You are first allocating it as 0:n (main program's n) then you are passing to subroutine getNewtonDivDiff as 0:n (the subroutine's n) but you pass m (m=n*2+1) to the argument n. That means you tell the subroutine that the array has bounds 0:m which is 0:9, but it has only bounds 0:4.
It is quite difficult to debug the program as it stands, I had to use valgrind. If you move your subroutines to a module and change the dummy arguments to assumed shape arrays (:,:) then the bound checking in gfortran (-fcheck=all) will catch the error.
Other notes:
kind=8 is ugly, 8 can mean different things for different compilers. If you want 64bit variables, you can use kind=real64 (real64 comes from module iso_fortran_env in Fortran 2008) or use selected_real_kind() (Fortran 90 kind parameter)

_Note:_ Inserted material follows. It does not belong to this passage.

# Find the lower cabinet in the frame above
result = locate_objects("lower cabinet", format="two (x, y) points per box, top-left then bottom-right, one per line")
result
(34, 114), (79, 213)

You do not have to deallocate your local arrays in the subroutines, they are deallocated automatically.
Your deallocate statement in the main program is after the stop statement, it will never be executed. I would just delete the stop, there is no reason to have it.